Wary of lawsuits, airports avoid hiring private screeners

? Despite all the grumbling about those federal security screeners, airports are not rushing to replace them with private workers.

Only two airports — in Sioux Falls, S.D., and Elko, Nev. — have applied to the government to switch back to privately employed screeners. And the management at Elko is having second thoughts.

Advocates of private screeners had predicted that dozens of airports would jump at the chance to make the switch, saying the bureaucracy inherent in a government agency — the Transportation Security Administration — slowed staffing decisions at the country’s 450 commercial airports. Security lines snaked through some terminals while screeners elsewhere at an airport sat idle.

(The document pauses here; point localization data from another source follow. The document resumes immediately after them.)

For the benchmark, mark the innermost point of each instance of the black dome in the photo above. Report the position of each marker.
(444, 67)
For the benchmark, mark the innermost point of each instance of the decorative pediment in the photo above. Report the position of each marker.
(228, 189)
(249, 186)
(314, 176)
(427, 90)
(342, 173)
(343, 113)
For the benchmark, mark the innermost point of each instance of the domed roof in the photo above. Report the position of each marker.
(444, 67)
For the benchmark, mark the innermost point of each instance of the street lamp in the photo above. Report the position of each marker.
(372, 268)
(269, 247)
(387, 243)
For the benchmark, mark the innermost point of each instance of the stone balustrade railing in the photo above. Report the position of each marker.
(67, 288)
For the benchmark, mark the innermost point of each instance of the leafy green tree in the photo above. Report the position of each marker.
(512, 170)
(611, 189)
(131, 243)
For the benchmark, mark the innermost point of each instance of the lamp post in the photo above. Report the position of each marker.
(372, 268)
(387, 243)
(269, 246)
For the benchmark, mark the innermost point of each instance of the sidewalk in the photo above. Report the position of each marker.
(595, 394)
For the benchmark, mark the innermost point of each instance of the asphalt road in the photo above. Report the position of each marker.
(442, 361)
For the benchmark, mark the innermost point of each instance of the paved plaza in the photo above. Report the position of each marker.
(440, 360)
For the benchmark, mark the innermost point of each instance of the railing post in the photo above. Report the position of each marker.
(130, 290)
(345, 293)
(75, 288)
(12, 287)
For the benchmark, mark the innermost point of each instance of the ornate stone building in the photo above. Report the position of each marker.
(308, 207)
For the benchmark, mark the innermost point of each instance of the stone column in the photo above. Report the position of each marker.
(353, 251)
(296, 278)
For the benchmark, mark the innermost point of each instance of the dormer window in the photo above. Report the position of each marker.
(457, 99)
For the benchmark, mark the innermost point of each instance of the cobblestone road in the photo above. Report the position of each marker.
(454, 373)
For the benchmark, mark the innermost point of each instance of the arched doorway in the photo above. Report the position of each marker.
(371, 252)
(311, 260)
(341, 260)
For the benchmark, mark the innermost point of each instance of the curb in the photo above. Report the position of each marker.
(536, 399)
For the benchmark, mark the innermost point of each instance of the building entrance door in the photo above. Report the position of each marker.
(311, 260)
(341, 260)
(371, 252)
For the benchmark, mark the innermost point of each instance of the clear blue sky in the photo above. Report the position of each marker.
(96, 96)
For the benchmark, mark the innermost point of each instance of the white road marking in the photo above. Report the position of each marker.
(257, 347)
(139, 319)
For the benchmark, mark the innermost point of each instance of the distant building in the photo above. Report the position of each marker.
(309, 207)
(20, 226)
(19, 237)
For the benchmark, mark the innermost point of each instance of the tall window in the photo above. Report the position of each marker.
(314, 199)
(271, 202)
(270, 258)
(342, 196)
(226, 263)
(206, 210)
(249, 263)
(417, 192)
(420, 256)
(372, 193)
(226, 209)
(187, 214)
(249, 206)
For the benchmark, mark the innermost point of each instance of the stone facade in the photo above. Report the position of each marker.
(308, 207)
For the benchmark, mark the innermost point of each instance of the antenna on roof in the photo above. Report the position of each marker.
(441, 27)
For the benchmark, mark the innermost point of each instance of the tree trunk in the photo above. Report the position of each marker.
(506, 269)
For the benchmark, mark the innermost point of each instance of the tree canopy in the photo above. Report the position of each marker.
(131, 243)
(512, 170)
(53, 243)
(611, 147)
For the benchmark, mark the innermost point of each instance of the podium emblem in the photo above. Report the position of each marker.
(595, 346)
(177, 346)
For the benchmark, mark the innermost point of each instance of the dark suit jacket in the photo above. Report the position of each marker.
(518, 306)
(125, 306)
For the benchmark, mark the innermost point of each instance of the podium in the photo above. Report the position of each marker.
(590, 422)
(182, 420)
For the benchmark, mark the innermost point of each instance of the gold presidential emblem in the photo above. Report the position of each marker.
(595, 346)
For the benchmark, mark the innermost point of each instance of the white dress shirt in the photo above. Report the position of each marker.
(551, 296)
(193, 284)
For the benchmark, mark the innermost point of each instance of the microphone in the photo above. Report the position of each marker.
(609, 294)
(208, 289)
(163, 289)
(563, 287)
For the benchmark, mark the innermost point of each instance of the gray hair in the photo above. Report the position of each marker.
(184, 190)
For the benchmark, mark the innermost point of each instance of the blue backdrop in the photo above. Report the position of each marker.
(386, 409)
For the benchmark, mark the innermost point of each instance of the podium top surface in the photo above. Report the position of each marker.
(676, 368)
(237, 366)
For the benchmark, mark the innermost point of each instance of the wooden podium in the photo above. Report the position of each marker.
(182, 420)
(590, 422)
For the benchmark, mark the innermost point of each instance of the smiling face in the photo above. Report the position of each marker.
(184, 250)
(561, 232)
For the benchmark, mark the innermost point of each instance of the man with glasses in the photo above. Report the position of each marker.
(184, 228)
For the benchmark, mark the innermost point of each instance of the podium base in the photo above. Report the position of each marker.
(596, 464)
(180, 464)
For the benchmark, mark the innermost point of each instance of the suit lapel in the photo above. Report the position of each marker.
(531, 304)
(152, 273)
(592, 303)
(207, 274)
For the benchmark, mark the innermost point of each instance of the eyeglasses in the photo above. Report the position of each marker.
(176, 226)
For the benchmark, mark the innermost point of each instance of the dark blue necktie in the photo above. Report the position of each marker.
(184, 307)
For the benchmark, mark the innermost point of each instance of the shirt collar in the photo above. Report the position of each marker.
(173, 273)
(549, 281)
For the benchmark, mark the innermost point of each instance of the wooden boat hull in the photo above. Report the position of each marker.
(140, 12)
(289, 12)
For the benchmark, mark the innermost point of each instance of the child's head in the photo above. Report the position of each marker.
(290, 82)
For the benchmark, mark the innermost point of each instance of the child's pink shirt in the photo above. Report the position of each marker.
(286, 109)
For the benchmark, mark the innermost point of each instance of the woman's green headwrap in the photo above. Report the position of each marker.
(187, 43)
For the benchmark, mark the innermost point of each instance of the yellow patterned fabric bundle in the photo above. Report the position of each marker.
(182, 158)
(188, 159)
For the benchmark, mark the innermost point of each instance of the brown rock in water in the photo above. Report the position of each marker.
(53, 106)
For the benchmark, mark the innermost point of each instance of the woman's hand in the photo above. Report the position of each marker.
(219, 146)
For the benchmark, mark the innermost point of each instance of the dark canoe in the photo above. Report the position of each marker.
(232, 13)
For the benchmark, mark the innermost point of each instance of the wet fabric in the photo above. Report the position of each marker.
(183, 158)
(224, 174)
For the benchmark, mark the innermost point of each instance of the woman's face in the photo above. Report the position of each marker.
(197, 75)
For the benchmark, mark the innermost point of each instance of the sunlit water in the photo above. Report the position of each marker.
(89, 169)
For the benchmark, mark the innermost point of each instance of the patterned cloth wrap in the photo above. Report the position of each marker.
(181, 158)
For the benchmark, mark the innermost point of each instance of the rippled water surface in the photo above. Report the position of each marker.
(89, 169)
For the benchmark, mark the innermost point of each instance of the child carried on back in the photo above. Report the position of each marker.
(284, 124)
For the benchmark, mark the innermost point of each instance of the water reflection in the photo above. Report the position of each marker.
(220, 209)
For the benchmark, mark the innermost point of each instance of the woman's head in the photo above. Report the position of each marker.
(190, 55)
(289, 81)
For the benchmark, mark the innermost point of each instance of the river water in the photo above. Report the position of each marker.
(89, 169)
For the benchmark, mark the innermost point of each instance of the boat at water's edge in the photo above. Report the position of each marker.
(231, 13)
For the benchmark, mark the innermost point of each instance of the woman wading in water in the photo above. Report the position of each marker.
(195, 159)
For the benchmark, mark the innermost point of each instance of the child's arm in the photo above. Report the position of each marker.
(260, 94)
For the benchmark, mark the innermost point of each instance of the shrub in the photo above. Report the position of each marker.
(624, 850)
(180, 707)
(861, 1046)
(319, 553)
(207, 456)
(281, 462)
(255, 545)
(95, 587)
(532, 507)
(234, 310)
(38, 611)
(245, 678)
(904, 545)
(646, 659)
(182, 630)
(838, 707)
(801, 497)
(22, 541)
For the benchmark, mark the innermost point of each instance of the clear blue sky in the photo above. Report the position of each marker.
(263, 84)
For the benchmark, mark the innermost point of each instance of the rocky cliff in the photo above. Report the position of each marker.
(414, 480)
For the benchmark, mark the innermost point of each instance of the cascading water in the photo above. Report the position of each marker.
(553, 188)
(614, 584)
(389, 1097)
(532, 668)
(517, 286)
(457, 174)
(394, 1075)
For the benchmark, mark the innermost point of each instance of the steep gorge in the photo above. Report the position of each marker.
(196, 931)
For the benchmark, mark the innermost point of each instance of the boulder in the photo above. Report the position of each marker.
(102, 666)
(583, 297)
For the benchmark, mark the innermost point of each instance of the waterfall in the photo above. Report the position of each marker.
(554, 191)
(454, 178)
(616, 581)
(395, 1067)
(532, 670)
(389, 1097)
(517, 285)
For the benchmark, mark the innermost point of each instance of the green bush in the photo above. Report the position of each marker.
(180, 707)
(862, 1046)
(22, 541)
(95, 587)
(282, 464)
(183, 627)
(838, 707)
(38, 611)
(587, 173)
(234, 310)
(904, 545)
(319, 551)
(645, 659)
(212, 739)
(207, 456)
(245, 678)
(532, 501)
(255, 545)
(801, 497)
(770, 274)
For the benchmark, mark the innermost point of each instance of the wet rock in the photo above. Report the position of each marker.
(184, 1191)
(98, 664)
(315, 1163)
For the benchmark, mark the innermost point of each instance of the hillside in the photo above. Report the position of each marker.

Elaine Sanchez, spokeswoman for Las Vegas McCarran International Airport, explained why most airports are sticking with the federal screeners: “In a word, liability,” she said.

Sanchez and other airport officials said they are concerned about potential lawsuits: People might sue an airport where private screeners failed to prevent terrorists from launching an attack.

A law passed in 2002 gave limited legal protection to some companies involved in anti-terrorism businesses such as airport screening. Companies that receive a special designation from the Homeland Security Department can be sued, but their customers cannot.

Congress created the TSA after the Sept. 11 attacks and ordered it to replace the privately employed screeners hired by airlines with a better-paid, better-trained federal work force.

William Brooks, of Independence, Mo., right, waits with arms extended during a metal detector examination by Sean Magee, a First Line Transportation security screener, in this April 22, 2004, file photo, at Kansas City International Airport in Kansas City, Mo.

Congress also ordered five commercial airports to use privately employed screeners who are hired, trained, paid and tested to TSA standards to serve as a comparison to the federal employees. Those airports are in San Francisco; Rochester, N.Y.; Tupelo; Jackson, Wyo.; and Kansas City, Mo.